Tengo alas para volar

El día 28 amanece a ritmo de Fogo, un baile brasileño con el que es imposible no ser feliz. Ascendimos hasta El Pilar y conocimos a Cecilio, un etnógrafo natural de El Paso. La pasión y el amor por la isla se han apoderado de él para llegar hasta cada uno de nosotros. Descubrimos «caminos hechos por el hambre y la necesidad, lleno de yacimientos aborígenes», laurisilva, biñátigos y pinos. La mañana transcurrió soleada y gloriosa por el  Camino viejo de La Hilera con saltos del pastor por parte de nuestro acompañante. En este tipo de momentos, es curioso ver cómo el paisaje pasa a segundo plano y solo nos preocupamos de esa conversación con nuestro compañero de al lado. Llegados a este punto es imposible no querer exprimir cada dosis de risas, de conocer un poco más, de descubrir.

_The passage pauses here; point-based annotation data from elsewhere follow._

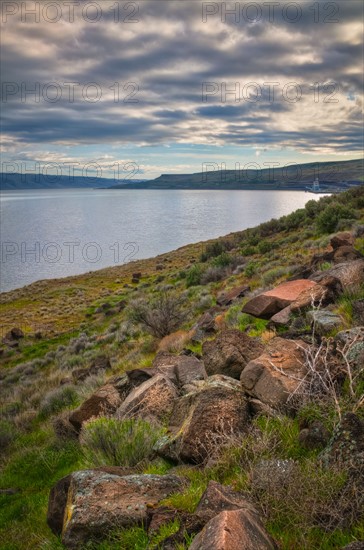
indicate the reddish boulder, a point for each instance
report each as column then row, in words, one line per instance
column 233, row 530
column 276, row 374
column 345, row 238
column 202, row 421
column 98, row 502
column 269, row 303
column 153, row 400
column 103, row 402
column 229, row 353
column 218, row 498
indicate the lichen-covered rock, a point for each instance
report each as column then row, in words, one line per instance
column 98, row 502
column 324, row 321
column 233, row 530
column 300, row 291
column 229, row 352
column 152, row 401
column 202, row 421
column 275, row 374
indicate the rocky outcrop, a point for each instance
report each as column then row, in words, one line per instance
column 233, row 530
column 300, row 293
column 275, row 374
column 226, row 298
column 202, row 421
column 152, row 401
column 218, row 498
column 324, row 321
column 229, row 353
column 98, row 502
column 104, row 402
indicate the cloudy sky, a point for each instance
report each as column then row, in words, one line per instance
column 170, row 86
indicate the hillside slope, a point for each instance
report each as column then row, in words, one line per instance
column 196, row 370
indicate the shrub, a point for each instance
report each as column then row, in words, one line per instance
column 264, row 247
column 57, row 400
column 329, row 218
column 251, row 269
column 214, row 249
column 194, row 275
column 112, row 442
column 163, row 315
column 223, row 260
column 7, row 434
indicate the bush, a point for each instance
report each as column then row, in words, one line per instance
column 57, row 400
column 223, row 260
column 329, row 218
column 163, row 315
column 7, row 434
column 251, row 269
column 112, row 442
column 214, row 249
column 213, row 275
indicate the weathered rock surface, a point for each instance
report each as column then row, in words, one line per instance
column 98, row 502
column 203, row 420
column 103, row 402
column 315, row 436
column 229, row 352
column 227, row 298
column 344, row 238
column 267, row 304
column 275, row 374
column 218, row 498
column 233, row 530
column 182, row 370
column 346, row 446
column 153, row 400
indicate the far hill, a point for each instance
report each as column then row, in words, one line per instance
column 297, row 176
column 15, row 181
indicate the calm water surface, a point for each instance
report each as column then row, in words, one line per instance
column 51, row 233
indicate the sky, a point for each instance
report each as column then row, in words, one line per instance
column 138, row 89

Por la tarde dimos rienda suelta a nuestra creatividad con los talleres creativos y finalmente llegó la hora de la cena. Alemania, Grecia, Marruecos, Canarias y Portugal dominaron nuestras papilas gustativas con una cena comunitaria internacional. Degustar platos hechos con cariño conjuntamente cada vez es una experiencia más enriquecedora y cómo no, hemos reido sin parar de nuevo.
Para finalizar otro día más en Ruta 7, de esos en los que no le caben más guindas al pastel, Jesús Garriga nos conquistó con algunos de sus temas. «Solo les quedan 8 días», decía el cantautor, y acto seguido apagaba las luces de la habitación para cantarnos y emocionarnos.
Llegados a este punto del viaje, me cuestiono cómo hemos llegado tan lejos y conseguido formar parte de una gran familia. Sin embargo, estoy segura de que esto tan solo es el principio de un gran comienzo y que ahora que tengo alas para volar cruzaré el cielo en busca de alguna camiseta azul allá donde vaya.